An Evaluation of Electricity Net Load Profiles and the Baseload Generation Concept

Abstract

Least cost planning and flattening system demand through demand-side management (DSM) was once a driving concept for system planning. This planning approach addressed the idea that flat demand profiles were preferred because they could be served efficiently by baseload generators such as pulverized coal and nuclear plants. New generation construction was driven by peak demand growth, and thus flattening loads delayed new construction and increased baseload capacity factors. Today, primarily due to the focus on renewable portfolio standards (RPS) and subsidies for renewable power, the concept of flattening a system demand profile appears to have fallen in priority.
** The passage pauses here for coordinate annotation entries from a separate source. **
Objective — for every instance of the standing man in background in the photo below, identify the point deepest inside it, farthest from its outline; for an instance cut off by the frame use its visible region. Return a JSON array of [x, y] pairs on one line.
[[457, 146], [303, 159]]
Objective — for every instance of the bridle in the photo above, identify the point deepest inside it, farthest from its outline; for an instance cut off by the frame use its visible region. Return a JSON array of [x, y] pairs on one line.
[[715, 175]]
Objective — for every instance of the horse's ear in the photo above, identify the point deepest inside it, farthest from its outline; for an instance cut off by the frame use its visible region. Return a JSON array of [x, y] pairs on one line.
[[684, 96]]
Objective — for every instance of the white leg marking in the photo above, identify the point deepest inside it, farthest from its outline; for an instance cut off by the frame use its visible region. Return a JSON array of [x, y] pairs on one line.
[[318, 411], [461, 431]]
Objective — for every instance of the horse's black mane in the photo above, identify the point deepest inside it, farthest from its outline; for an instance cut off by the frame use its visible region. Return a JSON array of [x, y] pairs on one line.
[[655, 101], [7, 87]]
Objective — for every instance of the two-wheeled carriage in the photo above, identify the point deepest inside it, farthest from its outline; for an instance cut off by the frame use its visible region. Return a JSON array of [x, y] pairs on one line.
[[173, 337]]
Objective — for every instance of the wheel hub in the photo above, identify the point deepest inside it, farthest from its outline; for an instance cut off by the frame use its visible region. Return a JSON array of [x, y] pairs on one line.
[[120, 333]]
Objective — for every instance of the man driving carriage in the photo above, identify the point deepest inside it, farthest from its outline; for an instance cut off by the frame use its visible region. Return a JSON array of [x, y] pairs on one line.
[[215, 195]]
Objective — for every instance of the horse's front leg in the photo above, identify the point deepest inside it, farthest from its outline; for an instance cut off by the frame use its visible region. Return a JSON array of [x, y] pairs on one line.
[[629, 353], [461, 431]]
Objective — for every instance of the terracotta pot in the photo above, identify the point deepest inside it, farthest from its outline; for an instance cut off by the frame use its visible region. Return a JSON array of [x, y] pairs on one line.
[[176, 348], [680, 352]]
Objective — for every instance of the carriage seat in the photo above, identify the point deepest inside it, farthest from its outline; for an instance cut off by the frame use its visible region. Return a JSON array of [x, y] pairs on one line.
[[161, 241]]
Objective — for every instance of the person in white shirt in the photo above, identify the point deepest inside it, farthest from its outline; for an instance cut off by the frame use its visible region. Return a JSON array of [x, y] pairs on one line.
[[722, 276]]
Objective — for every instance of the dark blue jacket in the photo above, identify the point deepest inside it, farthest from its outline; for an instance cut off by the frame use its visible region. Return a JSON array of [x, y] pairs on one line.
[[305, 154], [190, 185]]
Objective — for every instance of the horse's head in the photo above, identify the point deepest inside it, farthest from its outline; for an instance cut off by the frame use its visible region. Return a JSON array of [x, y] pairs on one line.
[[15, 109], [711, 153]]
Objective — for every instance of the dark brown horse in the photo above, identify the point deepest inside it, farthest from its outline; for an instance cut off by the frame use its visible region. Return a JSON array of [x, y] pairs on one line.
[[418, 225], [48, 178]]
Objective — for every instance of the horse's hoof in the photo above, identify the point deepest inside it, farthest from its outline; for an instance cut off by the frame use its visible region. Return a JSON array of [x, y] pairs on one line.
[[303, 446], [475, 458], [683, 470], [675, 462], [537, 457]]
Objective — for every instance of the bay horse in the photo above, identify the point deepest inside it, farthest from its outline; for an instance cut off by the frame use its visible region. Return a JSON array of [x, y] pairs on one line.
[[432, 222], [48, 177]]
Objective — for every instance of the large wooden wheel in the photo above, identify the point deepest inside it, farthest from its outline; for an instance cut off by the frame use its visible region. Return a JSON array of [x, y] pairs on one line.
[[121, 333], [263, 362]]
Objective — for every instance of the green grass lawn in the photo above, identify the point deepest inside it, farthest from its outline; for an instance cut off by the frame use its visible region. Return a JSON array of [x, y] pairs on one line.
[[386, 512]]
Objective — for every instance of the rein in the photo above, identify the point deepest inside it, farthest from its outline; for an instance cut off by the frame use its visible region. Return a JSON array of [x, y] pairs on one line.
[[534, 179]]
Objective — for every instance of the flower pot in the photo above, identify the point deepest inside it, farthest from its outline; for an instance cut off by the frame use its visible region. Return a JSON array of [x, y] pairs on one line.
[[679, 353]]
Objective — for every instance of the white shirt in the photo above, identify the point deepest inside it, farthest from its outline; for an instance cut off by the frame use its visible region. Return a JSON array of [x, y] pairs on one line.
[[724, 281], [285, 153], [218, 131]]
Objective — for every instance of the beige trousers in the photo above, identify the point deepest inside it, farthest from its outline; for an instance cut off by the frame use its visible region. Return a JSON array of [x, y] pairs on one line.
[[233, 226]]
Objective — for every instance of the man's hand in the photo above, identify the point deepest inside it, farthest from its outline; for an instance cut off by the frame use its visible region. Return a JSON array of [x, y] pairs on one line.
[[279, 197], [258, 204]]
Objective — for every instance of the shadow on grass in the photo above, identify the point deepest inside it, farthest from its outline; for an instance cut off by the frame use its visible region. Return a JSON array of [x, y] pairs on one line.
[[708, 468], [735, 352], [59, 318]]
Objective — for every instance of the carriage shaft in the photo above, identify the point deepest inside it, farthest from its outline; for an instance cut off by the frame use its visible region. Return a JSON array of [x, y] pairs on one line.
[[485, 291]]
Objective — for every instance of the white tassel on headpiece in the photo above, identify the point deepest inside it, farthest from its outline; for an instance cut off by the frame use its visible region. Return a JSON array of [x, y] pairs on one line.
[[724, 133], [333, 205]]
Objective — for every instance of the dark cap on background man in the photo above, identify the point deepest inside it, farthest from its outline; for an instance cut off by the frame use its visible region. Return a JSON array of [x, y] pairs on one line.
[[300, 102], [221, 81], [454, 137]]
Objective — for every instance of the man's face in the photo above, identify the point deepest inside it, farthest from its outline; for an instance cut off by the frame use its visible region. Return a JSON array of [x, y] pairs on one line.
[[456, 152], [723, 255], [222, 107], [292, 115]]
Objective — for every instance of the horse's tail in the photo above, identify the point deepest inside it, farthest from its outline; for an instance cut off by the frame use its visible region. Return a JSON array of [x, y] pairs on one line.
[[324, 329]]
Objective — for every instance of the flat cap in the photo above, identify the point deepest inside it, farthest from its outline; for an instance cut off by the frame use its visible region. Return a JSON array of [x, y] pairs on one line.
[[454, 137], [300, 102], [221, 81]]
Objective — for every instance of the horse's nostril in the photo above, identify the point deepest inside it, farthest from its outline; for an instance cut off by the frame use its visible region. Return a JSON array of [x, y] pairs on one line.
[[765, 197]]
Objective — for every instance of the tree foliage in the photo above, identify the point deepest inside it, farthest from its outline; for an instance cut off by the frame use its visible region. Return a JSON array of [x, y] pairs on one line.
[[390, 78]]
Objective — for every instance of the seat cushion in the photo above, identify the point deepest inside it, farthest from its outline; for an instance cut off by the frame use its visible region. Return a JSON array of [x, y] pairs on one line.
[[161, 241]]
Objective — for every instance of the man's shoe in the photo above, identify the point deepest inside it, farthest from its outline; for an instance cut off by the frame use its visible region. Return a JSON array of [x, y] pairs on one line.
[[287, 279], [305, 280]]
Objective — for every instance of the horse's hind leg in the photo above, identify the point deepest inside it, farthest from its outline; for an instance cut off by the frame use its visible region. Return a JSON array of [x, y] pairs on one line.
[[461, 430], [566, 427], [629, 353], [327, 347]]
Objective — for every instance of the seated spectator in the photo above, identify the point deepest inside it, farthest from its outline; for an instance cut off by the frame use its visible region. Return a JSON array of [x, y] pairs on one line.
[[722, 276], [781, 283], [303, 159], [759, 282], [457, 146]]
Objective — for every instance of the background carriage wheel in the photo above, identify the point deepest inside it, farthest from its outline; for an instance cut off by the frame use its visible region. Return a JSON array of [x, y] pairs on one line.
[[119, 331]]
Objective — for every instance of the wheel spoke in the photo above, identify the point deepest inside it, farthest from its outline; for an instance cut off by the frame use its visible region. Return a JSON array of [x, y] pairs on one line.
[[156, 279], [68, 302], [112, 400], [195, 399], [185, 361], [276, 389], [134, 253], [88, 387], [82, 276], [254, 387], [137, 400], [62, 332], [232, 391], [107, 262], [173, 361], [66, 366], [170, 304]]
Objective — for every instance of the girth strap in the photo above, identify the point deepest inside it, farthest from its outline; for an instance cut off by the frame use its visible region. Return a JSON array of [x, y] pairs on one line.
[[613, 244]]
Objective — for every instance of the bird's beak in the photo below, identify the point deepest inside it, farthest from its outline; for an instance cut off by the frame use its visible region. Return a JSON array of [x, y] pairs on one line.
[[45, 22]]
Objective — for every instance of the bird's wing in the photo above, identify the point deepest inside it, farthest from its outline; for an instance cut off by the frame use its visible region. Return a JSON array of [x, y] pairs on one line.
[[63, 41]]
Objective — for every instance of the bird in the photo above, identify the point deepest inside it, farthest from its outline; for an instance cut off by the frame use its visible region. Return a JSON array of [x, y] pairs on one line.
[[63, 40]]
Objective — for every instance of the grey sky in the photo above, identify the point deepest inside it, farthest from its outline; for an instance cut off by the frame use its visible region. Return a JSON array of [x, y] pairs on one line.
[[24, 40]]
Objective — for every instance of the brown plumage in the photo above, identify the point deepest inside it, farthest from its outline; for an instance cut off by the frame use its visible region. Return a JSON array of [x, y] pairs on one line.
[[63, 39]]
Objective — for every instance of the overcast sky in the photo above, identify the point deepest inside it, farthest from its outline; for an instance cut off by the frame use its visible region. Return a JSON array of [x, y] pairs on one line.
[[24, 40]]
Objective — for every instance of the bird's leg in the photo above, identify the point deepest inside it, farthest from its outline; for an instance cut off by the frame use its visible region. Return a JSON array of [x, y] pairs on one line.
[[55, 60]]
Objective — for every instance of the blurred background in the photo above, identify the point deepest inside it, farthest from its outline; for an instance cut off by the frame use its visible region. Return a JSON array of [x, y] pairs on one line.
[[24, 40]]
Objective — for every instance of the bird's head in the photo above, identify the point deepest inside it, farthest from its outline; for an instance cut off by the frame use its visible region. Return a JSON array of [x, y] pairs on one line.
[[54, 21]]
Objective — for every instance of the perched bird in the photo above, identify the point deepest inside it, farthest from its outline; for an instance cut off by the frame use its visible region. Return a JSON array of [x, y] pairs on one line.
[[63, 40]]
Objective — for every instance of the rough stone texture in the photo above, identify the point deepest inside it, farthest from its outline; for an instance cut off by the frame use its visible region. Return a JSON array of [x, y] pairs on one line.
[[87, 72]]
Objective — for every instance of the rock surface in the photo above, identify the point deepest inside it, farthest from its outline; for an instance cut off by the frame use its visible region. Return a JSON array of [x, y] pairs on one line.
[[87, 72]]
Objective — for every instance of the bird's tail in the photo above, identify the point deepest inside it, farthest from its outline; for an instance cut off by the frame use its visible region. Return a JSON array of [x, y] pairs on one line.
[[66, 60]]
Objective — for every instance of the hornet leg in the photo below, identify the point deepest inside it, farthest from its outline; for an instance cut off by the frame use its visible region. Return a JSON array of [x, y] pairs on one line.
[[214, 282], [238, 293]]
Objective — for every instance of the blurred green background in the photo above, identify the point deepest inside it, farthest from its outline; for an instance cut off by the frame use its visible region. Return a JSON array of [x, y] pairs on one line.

This has resulted in concerns such as the infamous “duck curve” which creates a challenge for California utilities as the unequal match between demand and intermittent renewable resources have created net loads for dispatchable resources to serve at higher costs. This paper provides an analysis of net load profiles (NLP) for several power system regional transmission organizations (RTOs): California (CAISO), Midcontinent Independent System Operator (MISO), PJM Regional Transmission Organization, and the Electric Reliability Council of Texas (ERCOT). The objective of this study is to answer the question: Would targeting a level demand profile and high baseload generation result in more efficient power systems, better balancing the use of renewable energy resources (RERs) and effective baseload capacity (EBC)? In answering this question, an analysis was done by simulating the RTO power systems in 2030 as they are estimated to operate after RPS goals have been met by the states in each respective RTO. This future scenario is compared to another scenario in which it is assumed that there are no RPS regulations, and thus no RPS resources supplying electricity in 2030.